The people make money from tourists by offering craft and knitwear, embroidery and reed carvings for sale, and for giving their visitors a short cruise in their reed boats. Normally they take their goods to a market in Puno entirely operated on the barter principle. We noted that the tourist money had bought them solar panels, so they now have some electricity.

We were encouraged to put on some of their traditional clothes and hats, with hilarious results.

Eventually we disembarked on another island and rejoined our cruiser.

Lake Titicaca is huge, so big you can see a sea horizon in places. It is shared with Bolivia, and it can be seen from certain places in the far distance.

Our next stop was a real island called Taquile, where some 2500 souls live and work. We landed and crawled slowly up a hill to the restaurant, at 4000 metres. Bit short of breath with the effort of walking uphill, but with the help of coca leaves, coca tea and aromatic plants provided by our guide we made it fairly easily.

Lunch was trout caught in the lake. They are not native, but have been introduced from Canada and Argentina, apparently, and do really well. We wondered what the effect on the smaller bonier fish we had seen swimming about in a bowl on the floating island.

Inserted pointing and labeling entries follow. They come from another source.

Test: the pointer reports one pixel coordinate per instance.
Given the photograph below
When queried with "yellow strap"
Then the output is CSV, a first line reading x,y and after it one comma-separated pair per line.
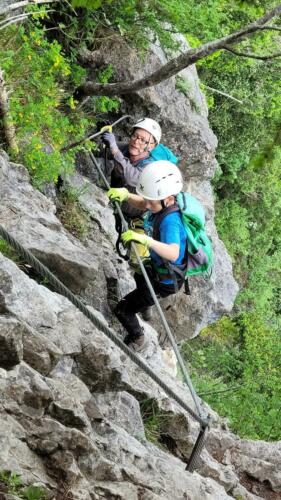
x,y
106,128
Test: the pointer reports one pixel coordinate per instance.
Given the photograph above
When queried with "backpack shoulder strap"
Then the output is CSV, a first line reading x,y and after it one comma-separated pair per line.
x,y
160,216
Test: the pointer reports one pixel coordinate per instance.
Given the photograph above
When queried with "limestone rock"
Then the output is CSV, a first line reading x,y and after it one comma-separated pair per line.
x,y
30,217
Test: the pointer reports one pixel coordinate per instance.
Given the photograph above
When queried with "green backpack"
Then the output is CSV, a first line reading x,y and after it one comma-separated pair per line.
x,y
199,246
199,252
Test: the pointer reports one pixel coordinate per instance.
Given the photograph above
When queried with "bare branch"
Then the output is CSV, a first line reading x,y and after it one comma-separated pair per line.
x,y
251,56
17,5
172,67
216,91
7,122
271,27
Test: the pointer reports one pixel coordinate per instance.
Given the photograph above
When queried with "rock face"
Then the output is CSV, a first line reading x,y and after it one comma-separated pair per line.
x,y
74,406
186,131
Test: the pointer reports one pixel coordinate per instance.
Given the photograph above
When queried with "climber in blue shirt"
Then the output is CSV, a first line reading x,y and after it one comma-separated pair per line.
x,y
157,187
129,159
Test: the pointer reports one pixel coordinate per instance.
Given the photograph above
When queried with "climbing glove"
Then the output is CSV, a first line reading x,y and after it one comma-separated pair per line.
x,y
118,194
109,140
130,235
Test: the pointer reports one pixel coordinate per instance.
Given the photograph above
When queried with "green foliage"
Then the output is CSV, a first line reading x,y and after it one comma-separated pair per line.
x,y
38,73
14,485
235,366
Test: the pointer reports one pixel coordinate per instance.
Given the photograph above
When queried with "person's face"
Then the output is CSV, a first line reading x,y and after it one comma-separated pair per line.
x,y
140,142
153,205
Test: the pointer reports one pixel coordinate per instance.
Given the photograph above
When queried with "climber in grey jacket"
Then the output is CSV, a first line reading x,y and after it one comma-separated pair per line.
x,y
143,148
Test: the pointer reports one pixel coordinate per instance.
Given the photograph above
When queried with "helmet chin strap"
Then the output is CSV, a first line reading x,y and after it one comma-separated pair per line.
x,y
147,145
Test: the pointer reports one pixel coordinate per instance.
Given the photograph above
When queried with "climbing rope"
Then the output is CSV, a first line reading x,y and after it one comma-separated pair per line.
x,y
156,301
101,325
90,137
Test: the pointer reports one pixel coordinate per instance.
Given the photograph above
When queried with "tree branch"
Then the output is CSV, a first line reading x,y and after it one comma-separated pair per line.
x,y
271,27
177,64
251,56
17,5
216,91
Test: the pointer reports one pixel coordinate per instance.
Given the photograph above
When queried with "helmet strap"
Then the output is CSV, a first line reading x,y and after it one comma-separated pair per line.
x,y
147,145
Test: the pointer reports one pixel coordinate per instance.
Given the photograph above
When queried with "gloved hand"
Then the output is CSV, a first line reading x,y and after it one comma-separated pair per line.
x,y
118,194
130,235
109,140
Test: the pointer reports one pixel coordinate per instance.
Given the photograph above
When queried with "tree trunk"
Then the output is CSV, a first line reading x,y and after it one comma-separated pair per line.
x,y
177,64
5,116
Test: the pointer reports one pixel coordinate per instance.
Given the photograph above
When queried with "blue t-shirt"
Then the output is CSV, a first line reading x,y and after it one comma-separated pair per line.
x,y
171,231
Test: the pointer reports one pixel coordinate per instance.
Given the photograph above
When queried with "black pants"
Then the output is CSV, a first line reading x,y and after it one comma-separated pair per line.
x,y
139,299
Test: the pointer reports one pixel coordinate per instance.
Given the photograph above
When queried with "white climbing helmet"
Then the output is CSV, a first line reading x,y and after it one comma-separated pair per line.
x,y
159,180
150,126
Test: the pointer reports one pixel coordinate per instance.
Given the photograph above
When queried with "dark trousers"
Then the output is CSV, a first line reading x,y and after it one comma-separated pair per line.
x,y
138,300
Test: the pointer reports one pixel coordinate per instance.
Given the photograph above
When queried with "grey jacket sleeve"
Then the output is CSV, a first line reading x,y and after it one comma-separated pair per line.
x,y
131,173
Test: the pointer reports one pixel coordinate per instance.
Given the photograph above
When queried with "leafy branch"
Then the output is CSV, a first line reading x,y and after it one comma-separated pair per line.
x,y
180,62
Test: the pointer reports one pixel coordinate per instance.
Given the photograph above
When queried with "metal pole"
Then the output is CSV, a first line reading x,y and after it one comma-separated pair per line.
x,y
156,302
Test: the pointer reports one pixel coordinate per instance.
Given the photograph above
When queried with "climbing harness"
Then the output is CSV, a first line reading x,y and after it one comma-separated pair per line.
x,y
102,326
156,302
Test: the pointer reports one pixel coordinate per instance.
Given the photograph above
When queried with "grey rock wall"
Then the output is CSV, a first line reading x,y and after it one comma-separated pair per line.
x,y
187,132
70,418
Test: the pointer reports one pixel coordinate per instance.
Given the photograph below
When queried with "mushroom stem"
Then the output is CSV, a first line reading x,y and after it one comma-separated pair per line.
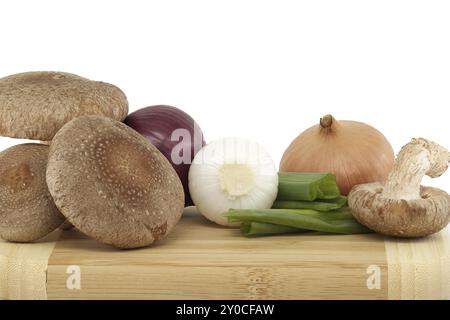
x,y
418,158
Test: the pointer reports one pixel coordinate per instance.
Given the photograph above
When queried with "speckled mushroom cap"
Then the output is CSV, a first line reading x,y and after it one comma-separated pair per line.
x,y
402,207
27,210
35,105
112,184
398,217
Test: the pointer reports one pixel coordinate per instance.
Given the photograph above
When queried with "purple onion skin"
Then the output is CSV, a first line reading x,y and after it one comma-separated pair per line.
x,y
157,124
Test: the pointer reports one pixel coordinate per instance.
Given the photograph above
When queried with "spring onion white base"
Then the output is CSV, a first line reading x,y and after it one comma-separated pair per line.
x,y
232,173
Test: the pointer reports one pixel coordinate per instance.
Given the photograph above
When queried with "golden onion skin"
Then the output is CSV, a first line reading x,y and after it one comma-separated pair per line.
x,y
353,151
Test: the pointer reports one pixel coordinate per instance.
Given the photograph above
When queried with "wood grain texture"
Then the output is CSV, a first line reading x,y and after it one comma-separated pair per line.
x,y
419,268
203,261
23,268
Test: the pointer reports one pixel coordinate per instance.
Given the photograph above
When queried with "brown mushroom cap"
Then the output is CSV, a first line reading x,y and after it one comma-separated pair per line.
x,y
35,105
398,217
112,184
27,210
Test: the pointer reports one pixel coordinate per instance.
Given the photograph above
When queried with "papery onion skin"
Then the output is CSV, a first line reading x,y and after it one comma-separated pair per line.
x,y
353,151
157,123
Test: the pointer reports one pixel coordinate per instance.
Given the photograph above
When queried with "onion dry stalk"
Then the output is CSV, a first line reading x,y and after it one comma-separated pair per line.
x,y
353,151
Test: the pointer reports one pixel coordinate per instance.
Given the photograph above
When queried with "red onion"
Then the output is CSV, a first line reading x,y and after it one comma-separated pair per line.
x,y
176,135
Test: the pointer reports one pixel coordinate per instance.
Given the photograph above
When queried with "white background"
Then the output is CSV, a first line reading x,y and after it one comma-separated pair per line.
x,y
264,70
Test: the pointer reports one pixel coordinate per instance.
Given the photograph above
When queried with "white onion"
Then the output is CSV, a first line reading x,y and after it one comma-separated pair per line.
x,y
232,173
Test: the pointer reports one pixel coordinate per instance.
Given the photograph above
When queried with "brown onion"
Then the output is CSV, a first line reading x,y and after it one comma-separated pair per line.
x,y
353,151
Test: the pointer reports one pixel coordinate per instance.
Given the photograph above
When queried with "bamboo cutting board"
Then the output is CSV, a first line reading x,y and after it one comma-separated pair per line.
x,y
203,261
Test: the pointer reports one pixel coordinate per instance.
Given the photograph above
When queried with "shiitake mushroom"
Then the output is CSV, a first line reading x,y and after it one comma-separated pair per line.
x,y
27,210
112,184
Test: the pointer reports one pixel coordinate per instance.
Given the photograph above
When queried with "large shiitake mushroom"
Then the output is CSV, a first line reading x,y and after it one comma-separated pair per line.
x,y
35,105
112,184
402,207
27,210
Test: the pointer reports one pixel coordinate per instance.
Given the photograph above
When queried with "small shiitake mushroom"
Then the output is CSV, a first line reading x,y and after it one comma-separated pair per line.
x,y
27,210
35,105
402,207
112,184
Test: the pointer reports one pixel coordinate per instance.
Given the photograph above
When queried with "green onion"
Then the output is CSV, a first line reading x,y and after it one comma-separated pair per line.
x,y
258,229
319,205
340,222
295,186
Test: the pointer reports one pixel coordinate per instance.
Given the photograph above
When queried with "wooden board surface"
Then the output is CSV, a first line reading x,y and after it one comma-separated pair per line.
x,y
203,261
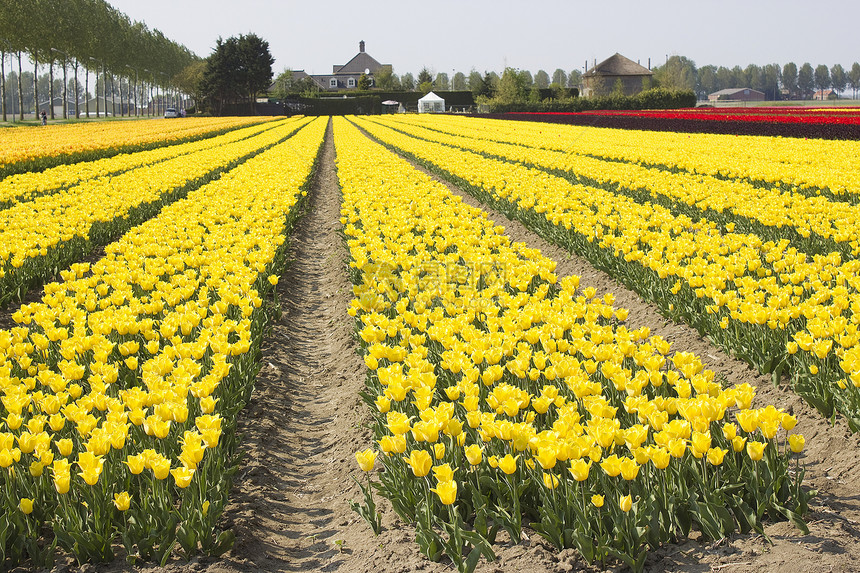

After lunch a long amble round the island led us to another jetty where our cruiser awaited. Then a couple of hours in a slight swell and we were back at the hotel. What a day, what an insight into these people's lives, and how welcomed we were by them all. They addressed us through our interpreter as brothers and sisters!

Tomorrow one more archaeological visit then off to the plane to fly back to Lima.